Former railway station in Victoria, Australia

Rowsley railway station was a railway station on the Serviceton railway line. It was opened in 1889 when the track was laid through the small town of Rowsley, Victoria. A siding replaced the station in 1959. It was once the location of a branch line to Maddingley Mine.

== 1934 Royal train ==
The station was not generally used to allow trains to pass in opposite directions. The one occasion where a "cross" was scheduled was for the Royal Train on 27 October 1934, when the pilot locomotive running ahead of the special train was timed to cross a regular Up Serviceton train at Rowsley.

To make this possible all goods wagons at Rowsley had to be cleared out of the yard in advance. The pilot engine was scheduled to wait for 24 minutes, and the Royal train waited a similar length of time in the vicinity of the modern era Caroline Springs railway station, to make room on the single line for regular services to operate. Special arrangements had to be made to ensure that other trains would not try to occupy the sections between Parwan, Bacchus Marsh and Ingliston until the pilot locomotive was safely locked away in the loop track at Rowsley, due to the steep gradients of the line, and to ensure that the Royal train could not leave Parwan until the Serviceton train had arrived at Bacchus Marsh. To complicate operations further an additional "emergency engine" was also supplied, running ahead of the Pilot to Bacchus Marsh then following the Royal Train and a rescheduled Mildura service to Ballarat.

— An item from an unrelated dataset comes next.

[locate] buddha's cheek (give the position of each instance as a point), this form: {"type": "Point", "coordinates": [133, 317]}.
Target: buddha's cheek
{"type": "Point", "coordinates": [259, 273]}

To achieve the switching-in of Rowsley as a crossing station the through Electric Staff for the section Bacchus Marsh - Ingliston was extracted and locked away to prevent use, thus releasing two Ordinary Train Staffs for the sections Bacchus Marsh - Rowsley and Rowsley - Ingliston. Rowsley was open as a crossing station on that day from 4:30 pm until shortly after 9 pm. Between Rowsley and Ingliston, Bank Box was also used as a telephone block post to permit the close operation of the Pilot engine, then the Royal train, the Mildura service and finally the emergency engine, all four passing Ingliston within a 1hr6min period.

The emergency engine had been A^{2}909, the pilot was A^{2}896 hauling Carey, two AW's and a CW; the Royal train was worked by A^{2}978 and A^{2}993 hauling Loddon, Dargo, Goulburn, Pekina, Avoca, No.4 State Car, Norman, and 19CE.